Of course, it's not the hit points that's the problem, I think. It's that the character doesn't suffer the massive, painful injuries afterwards. As long as they have 1 hit point to their name, they can stand up and walk away. "Surely," some say, "they should suffer permanent injuries, levels of fatigue, and other horrible consequences for daring to survive!". But why though?

Because it "doesn't make sense"? I mean, how much fun is it, really, as a game, if you tell the player "congratulations, you didn't die. Btw, you're going to suffer life-altering injuries that will take months of recovery and you might have to retire from adventuring."

How is that different from death?
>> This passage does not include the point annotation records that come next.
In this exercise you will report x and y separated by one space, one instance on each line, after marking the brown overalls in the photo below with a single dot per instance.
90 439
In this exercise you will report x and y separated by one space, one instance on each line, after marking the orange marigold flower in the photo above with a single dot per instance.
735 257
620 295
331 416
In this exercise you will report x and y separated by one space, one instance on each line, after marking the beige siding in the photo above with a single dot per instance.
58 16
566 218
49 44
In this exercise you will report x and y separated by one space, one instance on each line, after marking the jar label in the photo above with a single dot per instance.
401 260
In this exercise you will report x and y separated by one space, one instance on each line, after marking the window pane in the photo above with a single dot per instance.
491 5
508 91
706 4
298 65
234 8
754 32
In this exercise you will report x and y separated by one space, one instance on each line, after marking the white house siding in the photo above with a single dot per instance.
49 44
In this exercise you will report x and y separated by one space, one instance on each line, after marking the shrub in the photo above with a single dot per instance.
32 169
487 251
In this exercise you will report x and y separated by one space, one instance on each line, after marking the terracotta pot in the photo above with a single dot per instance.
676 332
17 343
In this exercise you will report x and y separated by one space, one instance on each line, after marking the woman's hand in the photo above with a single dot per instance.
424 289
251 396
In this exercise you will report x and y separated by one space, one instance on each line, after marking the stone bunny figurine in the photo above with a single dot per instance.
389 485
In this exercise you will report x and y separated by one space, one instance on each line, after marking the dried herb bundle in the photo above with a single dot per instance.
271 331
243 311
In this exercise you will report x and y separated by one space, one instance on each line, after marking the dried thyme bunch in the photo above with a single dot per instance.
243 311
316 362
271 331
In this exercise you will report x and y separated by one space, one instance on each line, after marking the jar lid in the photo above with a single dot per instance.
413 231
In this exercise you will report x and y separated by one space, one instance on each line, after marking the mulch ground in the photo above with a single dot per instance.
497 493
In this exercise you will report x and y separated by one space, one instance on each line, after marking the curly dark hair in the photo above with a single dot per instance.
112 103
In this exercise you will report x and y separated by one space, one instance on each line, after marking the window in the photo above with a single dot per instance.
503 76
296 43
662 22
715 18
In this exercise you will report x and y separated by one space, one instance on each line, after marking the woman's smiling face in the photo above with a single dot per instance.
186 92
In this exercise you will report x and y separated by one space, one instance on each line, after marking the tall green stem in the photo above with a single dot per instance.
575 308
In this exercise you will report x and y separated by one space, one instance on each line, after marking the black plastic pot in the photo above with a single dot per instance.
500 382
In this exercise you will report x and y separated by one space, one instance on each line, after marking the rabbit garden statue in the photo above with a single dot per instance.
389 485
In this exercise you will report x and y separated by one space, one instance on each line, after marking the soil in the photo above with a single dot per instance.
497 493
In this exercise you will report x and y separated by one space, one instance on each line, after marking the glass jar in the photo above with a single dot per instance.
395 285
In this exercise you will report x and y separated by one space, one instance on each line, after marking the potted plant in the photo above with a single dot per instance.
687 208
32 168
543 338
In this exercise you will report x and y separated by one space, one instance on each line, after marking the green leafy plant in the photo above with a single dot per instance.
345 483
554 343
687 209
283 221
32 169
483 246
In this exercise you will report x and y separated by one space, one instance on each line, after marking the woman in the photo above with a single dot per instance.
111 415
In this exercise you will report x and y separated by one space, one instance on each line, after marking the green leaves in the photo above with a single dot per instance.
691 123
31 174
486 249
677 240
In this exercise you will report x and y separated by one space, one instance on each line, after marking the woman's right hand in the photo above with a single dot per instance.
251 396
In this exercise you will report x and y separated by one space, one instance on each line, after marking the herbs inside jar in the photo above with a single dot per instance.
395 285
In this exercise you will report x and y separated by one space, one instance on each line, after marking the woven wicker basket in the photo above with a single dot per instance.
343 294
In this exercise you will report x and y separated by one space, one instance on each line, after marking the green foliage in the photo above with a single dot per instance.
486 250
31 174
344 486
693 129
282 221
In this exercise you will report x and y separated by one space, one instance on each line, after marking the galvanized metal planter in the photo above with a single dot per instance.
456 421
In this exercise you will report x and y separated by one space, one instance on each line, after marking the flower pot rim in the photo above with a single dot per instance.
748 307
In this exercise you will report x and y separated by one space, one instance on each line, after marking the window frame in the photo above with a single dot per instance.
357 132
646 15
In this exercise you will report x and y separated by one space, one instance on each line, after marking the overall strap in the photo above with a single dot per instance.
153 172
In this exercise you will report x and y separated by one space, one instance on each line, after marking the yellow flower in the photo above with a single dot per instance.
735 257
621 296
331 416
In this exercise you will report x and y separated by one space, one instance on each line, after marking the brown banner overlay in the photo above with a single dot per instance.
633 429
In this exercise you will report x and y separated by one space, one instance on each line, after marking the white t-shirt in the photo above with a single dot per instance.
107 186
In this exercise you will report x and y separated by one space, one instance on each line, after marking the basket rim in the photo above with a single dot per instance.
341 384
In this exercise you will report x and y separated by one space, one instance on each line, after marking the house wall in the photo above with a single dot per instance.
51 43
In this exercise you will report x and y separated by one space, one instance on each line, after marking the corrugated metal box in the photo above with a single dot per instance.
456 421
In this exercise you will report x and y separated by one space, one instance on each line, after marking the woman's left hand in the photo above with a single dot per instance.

Your character can no longer play, and you'll likely have to make a new one to keep playing the game!

As to players who act like they are invincible, there's a very simple solution. Their characters should have no idea what hit points are, or how many they have- it's a game mechanic, after all.

So don't let players know how many hit points they have! Roll hit points at level up in secret, keep the totals to yourself, and if needed, houserule any mechanics that would give someone information about how many hit points someone has (like the Battle Master's level 7 feature).

I guarantee they'll become much less likely to engage in reckless actions of any kind pretty quickly!
Of course, all of this assumes that purpose of play is to create a narrative, with the PCs as main characters, which naturally means following narrative tropes and customs (or deliberately subverting them, another kind of trope). This may be a currently popular assumption, and there's nothing bad about it, but it isn't the only reason to play RPGs. It just isn't.

So the above doesn't cover every viable way to play, just the most popular one. Some of us want injuries that last longer than a day to be a thing. Some of us are good with longer recovery, either by skipping ahead in the timeline or playing another character for a time. To my mind, the hit point system is fine for most things, great in fact, provided that a mechanism for longer-term injury exists. I prefer a determination of real injury be made after the character reaches zero hp and someone can check on them. Regular hit point recovery healing won't fix real injury in this system once its been determined, but higher level effects could. Other than that, rest and active care.
 

Is shrugging off hits really that incompatible with fantasy fiction?

Say, Moorcock's Corum Jhaelen Irsei defeated mooks left and right, constantly suffering flesh wounds that didn't inhibit his fighting abilities in any way, with grittiness being employed only in fights with truly great foes.

I've recently re-read H.L. Oldie's Way of the Sword, which was my main influence growing up, everyone (and I mean everyone, any incidental character) is a great warrior-poet. Fighting itself is an art form, often practiced among peers with no intent to kill -- and when the main characters encounter people waging wars for real (and thus having way less time and opportunity to figure out techniques), the only way they can lose is by attrition. They'll fight off armies, but eventually, after hours and hours of fighting, they'll get exhausted, miss a strike, get wounded and die shortly after. Sounds suspiciously like HP to me.
True, but fantasy fiction is only one source of inspiration for RPGs.